DSCI 522 Lecture 6

Reproducible reports

Sky Sheng

📜 Recap from non-interactive scripts

Recap: What is __main__?

__name__ is a special built-in variable in Python. The value of __name__ depends on how the Python file is being executed:

  • When you run the script directly: _name__ == “main
  • When you import the script as a module: __name__ == the module’s name (filename without .py)

Try it out yourself! 👩‍💻

Let’s use the same repostiory as we have been using in the past 2 lectures:

  1. Clone the repository if you have not yet done so:
git clone https://github.com/skysheng7/DSCI522_data_validation_demo.git
  • If you already cloned this repository last time, please git pull to get the latest updates.
  1. You can open this folder with any IDE or your choice. You do not neccessarily need to do docker compose up to launch the container.
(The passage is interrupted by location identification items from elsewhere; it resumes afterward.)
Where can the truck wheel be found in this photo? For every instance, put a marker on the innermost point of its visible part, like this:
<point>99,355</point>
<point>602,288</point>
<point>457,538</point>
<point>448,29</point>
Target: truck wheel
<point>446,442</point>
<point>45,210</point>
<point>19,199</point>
  2. Go to the scripts directory, and run the main_test.py script.

  3. Run the import_main_test.py script.

  4. Observe the outputs.

Run the scripts and observe how __name__ changes depending on how the script is being executed.

main_test.py script

print(f"__name__ is: {__name__}")

def my_function():
    print("Hello from my_function!")

if __name__ == "__main__":
    print("Running as main script")
    my_function()

import_main_test.py script

import main_test

Today’s topic: Reproducible reports

What You See Is What You Get (WYSIWYG) editors

Do you have any complains with Microsoft Word documents? 😅

Reproducible reports powered by code

  • You are very familiar with R Markdown & Jupyter already.

  • You might have used LaTeX in the past.

  • Today we will talk about Quarto! All of the slides, website you have seeen in this course are built with Quarto!

    • Why we use Quarto over LaTeX? 🤔

Converting Jupyter Notebooks to Quarto

  1. Install quarto in your conda environment if you have not yet done so.
conda install quarto
  • Note: Please remember to redo conda lock of your enviornment, rebuild docker image after instaling quarto.
  • If you are running things locally, you may need to manually convert your conda enviornment to jupyter kernel:
python -m ipykernel install --user --name <conda_env_name> --display-name "Python (<conda_env_name>)"
  1. Convert your Jupyter Notebook to Quarto.
quarto convert notebook.ipynb

👩‍💻 Quarto demo

We will use this repository to demo Quarto today: https://github.com/UBC-MDS/dsci-522-individual-assignment-quarto-python

  • Quarto in RStudio
  • Quarto in VSCode

Tips for M3

Scripts:

  • At least 4 scripts, living in a folder with reasonable name (e.g., scripts).
  • README should document exactly how to run each in command line (in sequence).
  • All scripts should run, no error, no warning.
  • All output (e.g., plots, tables, artifacts) should be saved by code in the script.
  • Well organized, broken down into smaller scripts. Well documented, consistent namiing and documentation style.

Tips for M3

Reports:

  • No value should be hard-coded in the report.
  • All plots should be rendered properly, with proper size, font size, etc.
  • No code should be visible in the final rendered report.

Reproducibility:

  • Anyone with no knowledge of docker should be able to reproduce your results based on instructions in your README file.

🎯 Milestone grading policy update

  • In week 4, you will get the chance to make changes based on TA’s feedback. You will be able to get 50% of the points back for each question you lost marks for through M1-M3.

⭐️ Good luck with M3!